Then I got home and Brian called and I was rudely reminded that last night most certainly did not fix everything and make it happily-ever-after. It totally brought me speeding out of the clouds and crashing down to earth. I realized I can't live like this. I want to be able to share these things with the man I marry, not hide from him. Not that I'm hiding from Brian, it's just everytime we talk we fight. I know it's a good idea for us not to talk while he's on his business trip, it will give us both time to think, time for the air to clear etc so that when he comes back we can have a fresh start to talk and figure things out. So then came my realization that this is good. I've been physically and emotionally dependent on Brian through all of this. We have become one person. These weeks are going to allow us to become two people again. I don't want this to sound callous but I have a few weeks that I don't have to worry about checking in or making sure someone else is ok with me staying up late or not doing the laundry when I say I am. Furthermore, I don't have to ask about getting my haircut which BTW, I'm thinking of a Meg Ryan You've Got Mail kind of look, you know, "I'm so cool I don't even brush my hair kind of look" although I'll never have the balls to do it.

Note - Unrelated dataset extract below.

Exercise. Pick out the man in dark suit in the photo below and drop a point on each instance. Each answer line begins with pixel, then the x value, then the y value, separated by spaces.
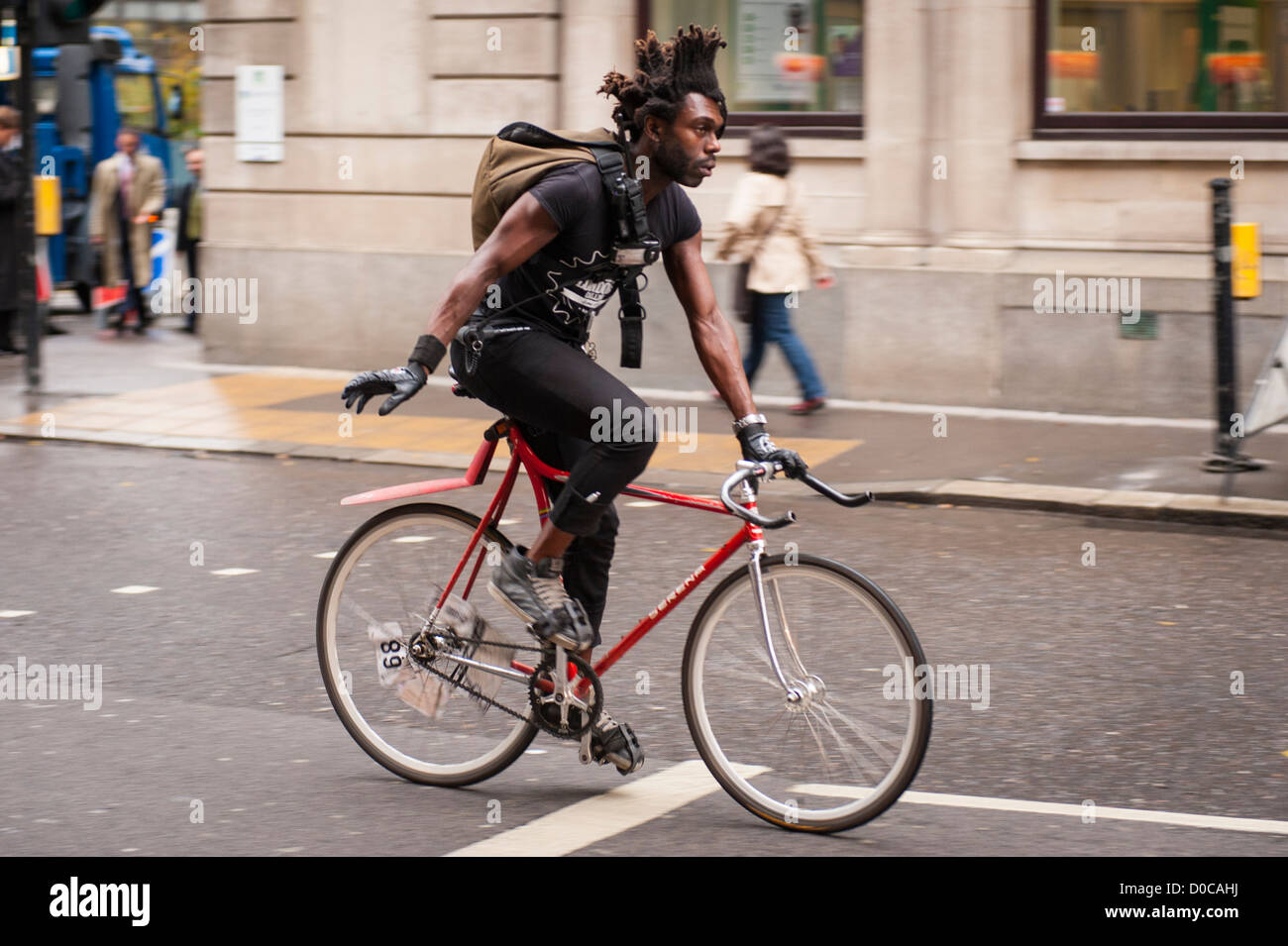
pixel 189 223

Brian has done an EMENSE amount of things for me. I have not had any unmet needs while I've been sick, but I've been sick and I need a break. If he were in town I would want to try to make it up to him while I was feeling better in the meantime exhausting myself because I'm doing too much. This is freedom. This is time for me. This is ok. I'm terrified of loosing him but I think this is what we need. I think Brian feels the same way, he just doesn't want to say it and risk hurting my feelings, opening himself up for another fight...I'm sure I'll be singing a different tune the day after tomorrow, remind me I said this ok?